The city council is expected to vote on the financing plan on July 8. City officials are expected to make a final pitch to Major League Baseball officials later that month in their effort to lure the Montreal Expos to the District for the 2004 season.
"As taxpayers, my wife and I are not prepared to pay any price [for baseball]," testified Edward Cowan, a D.C. resident for 31 years. "The mayor’s proposal is too generous and we cannot be sure of the revenues and benefits."
Bender said that revenue bonds would be issued to finance construction and the stadium would end up paying for itself. Meanwhile, no money would be taken away from other areas to pay for the stadium, he said. Money produced from the ballpark also would help fund programs that residents need and demand, he said.
"People need to understand we’re not using any general revenue to pay for baseball," Bender said.
The projected earnings each year from a baseball team are estimated by the mayor’s administration to be $28 million and would come from three different areas. The mayor’s proposal anticipates receiving money from increased taxes on ballpark fees imposed on D.C. businesses with annual gross incomes of $3 million or more; increased sales tax on concessions, tickets and parking at the stadium; and a tax on ballplayers’ salaries.

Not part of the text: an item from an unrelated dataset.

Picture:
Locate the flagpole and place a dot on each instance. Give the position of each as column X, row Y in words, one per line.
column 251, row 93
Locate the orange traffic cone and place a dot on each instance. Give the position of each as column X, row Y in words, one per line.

In written testimony presented by Chief Financial Officer Natwar Gandhi, the CFO questioned the uncertainty of taxing tickets sold on the Internet – a common way of purchasing tickets for many events. Gandhi also mentioned the possibility of having a losing team, which may result in lower attendance, resulting in less ticket revenue than projected.
"There are a lot of unsolved questions," said Jeff Coudriet, an aide to Councilman Jack Evans, who chairs the Finance and Revenue Committee. "The city does have limited resources and the council needs to look at what its priorities are."

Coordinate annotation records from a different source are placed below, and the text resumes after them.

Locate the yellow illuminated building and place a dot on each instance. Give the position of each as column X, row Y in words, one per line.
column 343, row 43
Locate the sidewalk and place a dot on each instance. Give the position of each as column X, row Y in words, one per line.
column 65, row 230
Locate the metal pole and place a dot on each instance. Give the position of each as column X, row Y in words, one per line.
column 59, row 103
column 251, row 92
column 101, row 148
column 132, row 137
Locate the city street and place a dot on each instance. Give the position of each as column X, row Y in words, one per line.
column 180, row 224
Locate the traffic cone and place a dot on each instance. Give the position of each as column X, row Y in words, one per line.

Coudriet said that everyone needs to look at the overall costs of the stadium.
"I can find better uses for taxes than baseball," Councilwoman Sandra Allen said. "If we can tax a baseball stadium, why can’t we raise taxes for those who need a helping hand?"
Winston Lord, a native Washingtonian and executive director of the Washington Baseball Club, said he believes that having a baseball team would bring more visitors into the city and would be an important component of civic unity.

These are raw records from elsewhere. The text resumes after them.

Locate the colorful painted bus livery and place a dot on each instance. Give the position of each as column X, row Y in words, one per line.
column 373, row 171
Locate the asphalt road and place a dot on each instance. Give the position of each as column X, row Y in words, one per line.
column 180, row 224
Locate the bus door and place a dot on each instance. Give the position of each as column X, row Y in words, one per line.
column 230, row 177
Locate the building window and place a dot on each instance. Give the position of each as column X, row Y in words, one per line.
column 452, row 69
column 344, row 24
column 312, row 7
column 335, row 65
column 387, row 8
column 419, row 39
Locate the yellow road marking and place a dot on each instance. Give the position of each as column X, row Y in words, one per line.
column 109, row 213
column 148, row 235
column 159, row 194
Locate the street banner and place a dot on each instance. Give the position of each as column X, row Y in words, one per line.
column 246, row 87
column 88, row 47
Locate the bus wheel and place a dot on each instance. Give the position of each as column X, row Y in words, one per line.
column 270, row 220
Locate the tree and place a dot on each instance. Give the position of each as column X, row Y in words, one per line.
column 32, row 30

"This is a program that is responsible," Lord said. "The funds will not be competing with money for other issues."
Chris Weiss, executive director of the D.C. Environmental Network, said he is among residents who support the return of baseball to the District but not a new taxpayer-financed stadium.
"We want baseball, but we want to make sure that the funding package that comes out of the council doesn’t negatively affect [other programs]. We can’t afford to make a mistake with this," he said.
D.C. residents also expressed concern during the hearing about the track record of new baseball stadiums in other cities and their economic impact.
Ed Lazere, executive director of the D.C. Fiscal Policy Institute, addressed that concern in a recent study of 25 stadiums built between 1978 and 1992, which found that the public cost was not balanced by generating enough tax revenue.
Norouzi said she believes the mayor should be concentrating on improving city services as the best way to improve economic conditions and attract more residents to the District, rather than building a new stadium.
"The mayor is out of touch with the real need of the community," she said. "Our main message is: We want a strong safety net. We don’t want a stadium."